Simulated Outcomes: The Morningstar View
Preliminary simulations from Morningstar’s Wealth Forecasting Engine and private-market modeling framework suggest that adding 5%–10% diversified private exposure to target-date glide paths can raise median lifetime returns by 20–40 basis points annually.
These models incorporate PitchBook private-market indexes to better reflect the yield, spread, and diversification characteristics of private credit and equity than legacy closed-end fund data. The evidence supports what the theory implies: Measured allocations to private assets can enhance long-term outcomes when embedded into diversified, perpetual vehicles with prudent liquidity management.
Adding Private Assets to a Portfolio: Balancing Cost and Transparency
Evergreen access does not erase the need for governance. Semiliquid vehicles remain more expensive than traditional mutual funds, often 2 to 3 times higher when incentive fees are included. The difference widens further when compared with the average ETF.
While higher simulated returns are promising, investors, advisors, and fiduciaries must balance them against higher costs, less transparency, and lower liquidity. High fees can easily offset a performance edge in private markets, harkening back to the infamous title of 1940 book Where are the Customers’ Yachts? Investing with an asset manager known for stewardship can help mitigate the risk of limited transparency and liquidity.
Private Credit: Yield and Diversification
Private credit has become the most practical on-ramp for investors. These funds generate consistent income—often floating rate—and distribute cash monthly or quarterly. Nontraded BDCs (the dominant structure) and interval funds have attracted most inflows, thanks to their combination of yield and structural liquidity.
Morningstar’s models show that private credit’s lower equity beta and moderate leverage (nontraded BDCs are afforded higher leverage limits than interval funds) create diversification benefits relative to high-yield bonds and leveraged loans—attributes well-suited to investors seeking incremental yield.
The practicality of private credit doesn’t translate to private equity. Semiliquid funds investing in private equity often gain exposure through special-purpose vehicles, or secondary funds, not by directly investing in private companies. This can result in additional costs and performance fees that may not show up in expense ratios, making it difficult to evaluate a strategy’s all-in cost.

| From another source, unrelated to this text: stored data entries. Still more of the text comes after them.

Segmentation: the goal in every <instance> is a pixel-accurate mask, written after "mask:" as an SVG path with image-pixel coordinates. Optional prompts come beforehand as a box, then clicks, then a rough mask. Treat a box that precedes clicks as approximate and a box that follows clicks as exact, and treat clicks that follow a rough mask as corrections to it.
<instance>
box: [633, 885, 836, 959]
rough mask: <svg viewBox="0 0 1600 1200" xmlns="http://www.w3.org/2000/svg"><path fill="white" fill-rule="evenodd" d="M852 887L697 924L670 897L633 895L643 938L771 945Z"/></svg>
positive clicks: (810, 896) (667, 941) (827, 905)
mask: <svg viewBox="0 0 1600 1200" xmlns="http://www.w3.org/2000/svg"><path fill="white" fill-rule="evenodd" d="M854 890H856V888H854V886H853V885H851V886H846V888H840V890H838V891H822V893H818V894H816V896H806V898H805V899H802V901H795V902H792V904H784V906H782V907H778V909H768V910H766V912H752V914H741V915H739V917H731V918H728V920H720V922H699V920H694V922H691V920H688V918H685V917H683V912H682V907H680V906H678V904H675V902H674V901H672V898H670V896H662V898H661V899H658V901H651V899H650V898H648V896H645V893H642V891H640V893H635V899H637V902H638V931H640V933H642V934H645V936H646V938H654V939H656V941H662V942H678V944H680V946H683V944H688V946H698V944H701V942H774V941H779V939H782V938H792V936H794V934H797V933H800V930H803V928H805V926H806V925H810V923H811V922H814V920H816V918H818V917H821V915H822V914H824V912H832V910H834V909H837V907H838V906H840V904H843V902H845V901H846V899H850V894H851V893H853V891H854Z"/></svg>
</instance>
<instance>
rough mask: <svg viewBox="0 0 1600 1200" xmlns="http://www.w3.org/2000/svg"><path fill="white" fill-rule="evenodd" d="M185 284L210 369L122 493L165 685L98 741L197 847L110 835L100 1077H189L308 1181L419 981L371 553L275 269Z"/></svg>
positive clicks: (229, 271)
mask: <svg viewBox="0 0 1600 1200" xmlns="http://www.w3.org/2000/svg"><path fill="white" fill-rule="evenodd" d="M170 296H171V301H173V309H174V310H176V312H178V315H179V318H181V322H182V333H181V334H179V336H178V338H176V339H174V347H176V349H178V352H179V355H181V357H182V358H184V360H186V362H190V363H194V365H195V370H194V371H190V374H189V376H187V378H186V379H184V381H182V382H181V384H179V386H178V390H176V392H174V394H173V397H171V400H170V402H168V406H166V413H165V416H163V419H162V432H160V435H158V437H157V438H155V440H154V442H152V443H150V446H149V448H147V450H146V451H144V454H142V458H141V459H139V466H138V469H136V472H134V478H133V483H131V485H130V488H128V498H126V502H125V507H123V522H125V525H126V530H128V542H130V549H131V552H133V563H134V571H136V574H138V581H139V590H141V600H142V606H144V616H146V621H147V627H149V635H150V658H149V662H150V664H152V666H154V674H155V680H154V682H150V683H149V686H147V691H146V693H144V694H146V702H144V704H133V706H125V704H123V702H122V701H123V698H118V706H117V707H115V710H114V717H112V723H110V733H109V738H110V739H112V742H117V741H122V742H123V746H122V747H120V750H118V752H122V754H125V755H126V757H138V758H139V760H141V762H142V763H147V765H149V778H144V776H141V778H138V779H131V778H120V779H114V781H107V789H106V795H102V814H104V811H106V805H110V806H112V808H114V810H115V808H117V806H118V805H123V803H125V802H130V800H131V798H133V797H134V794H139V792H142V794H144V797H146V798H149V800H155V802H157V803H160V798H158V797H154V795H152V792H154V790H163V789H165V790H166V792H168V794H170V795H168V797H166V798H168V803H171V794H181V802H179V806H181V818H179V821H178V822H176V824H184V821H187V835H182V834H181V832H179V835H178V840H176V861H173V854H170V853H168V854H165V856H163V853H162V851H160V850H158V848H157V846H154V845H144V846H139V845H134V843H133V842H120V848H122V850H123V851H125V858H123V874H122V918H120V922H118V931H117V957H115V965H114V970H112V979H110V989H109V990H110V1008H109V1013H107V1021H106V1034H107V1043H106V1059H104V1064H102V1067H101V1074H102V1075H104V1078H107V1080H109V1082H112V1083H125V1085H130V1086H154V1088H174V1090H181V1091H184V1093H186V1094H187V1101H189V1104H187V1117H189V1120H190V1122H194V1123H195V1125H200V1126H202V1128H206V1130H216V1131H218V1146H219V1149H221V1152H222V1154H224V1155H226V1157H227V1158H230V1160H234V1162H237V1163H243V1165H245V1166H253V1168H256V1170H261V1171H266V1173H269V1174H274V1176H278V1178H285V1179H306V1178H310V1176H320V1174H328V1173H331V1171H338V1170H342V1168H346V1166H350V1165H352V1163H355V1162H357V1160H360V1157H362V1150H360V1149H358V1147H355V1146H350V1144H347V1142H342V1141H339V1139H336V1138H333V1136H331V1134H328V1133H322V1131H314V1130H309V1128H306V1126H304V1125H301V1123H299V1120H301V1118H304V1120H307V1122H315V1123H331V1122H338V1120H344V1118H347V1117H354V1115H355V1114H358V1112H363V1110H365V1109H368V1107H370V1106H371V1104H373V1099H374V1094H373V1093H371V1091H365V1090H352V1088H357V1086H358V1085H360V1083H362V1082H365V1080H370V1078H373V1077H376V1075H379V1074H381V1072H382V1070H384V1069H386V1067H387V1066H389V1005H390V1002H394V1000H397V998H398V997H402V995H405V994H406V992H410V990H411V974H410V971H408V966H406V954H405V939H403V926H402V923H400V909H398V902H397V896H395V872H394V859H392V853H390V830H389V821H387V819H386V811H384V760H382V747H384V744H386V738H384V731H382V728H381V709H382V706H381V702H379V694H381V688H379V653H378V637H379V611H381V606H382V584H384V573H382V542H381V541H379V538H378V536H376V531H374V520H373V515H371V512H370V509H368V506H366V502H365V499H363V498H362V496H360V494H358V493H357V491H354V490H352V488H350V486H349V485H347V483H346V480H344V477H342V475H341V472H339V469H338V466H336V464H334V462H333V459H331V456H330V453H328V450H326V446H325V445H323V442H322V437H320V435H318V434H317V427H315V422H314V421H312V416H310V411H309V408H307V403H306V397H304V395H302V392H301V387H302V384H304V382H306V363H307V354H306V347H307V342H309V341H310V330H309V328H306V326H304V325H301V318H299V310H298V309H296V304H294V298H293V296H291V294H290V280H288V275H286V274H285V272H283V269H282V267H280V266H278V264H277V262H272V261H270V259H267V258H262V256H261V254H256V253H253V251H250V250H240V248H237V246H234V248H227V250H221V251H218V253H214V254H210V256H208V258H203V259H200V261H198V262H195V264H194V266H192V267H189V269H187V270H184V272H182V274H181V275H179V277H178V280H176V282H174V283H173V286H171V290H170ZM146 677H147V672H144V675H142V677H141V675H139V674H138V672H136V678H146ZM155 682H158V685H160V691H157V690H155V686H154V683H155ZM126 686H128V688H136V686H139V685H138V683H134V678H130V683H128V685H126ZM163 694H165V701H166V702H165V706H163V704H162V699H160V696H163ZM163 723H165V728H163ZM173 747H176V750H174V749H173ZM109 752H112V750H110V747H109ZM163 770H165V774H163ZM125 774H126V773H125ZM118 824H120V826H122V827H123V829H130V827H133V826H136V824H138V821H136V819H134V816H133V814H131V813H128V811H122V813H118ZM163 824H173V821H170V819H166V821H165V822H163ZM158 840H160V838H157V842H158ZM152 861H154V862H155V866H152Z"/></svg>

Likewise, secondary investments are typically bought at a discount and marked up to net asset value, creating positive performance on paper that may not be realized for investors. Investor caution and due diligence are essential.
Real assets such as real estate and infrastructure may benefit from a less-liquid structure than traditional mutual funds and ETFs. Still, cyclical outflows put $49 billion Blackstone Real Estate Income Trust on the liquidity ropes and forced Bluerock Total Income+ Real Estate to convert into a listed closed-end fund so that investors could access liquidity—likely at a discount. Investors must acknowledge that they may not be able to sell shares during stressed markets.
Looking Ahead: A Menu of Options
Evergreen private-market funds have grown in size—and in importance—to financial markets. Investors seeking access to private markets will find an ever-growing menu of options. Bringing evergreen private markets into defined-contribution plans marks one of the most significant design shifts since the advent of target-date funds.
Morningstar’s ongoing research—including new semiliquid Medalist Ratings and fund data analytics—will continue to refine how private assets fit within investor portfolios. As capital markets evolve, the same principles apply across all investor types: prudence, diversification, and transparency.
The convergence of private and public markets is redefining how portfolios are built. Whether for retirement savers, institutions, or individuals seeking long-term growth, the goal remains the same—to help investors capture a fuller share of global growth while maintaining discipline and trust, the cornerstones of investing.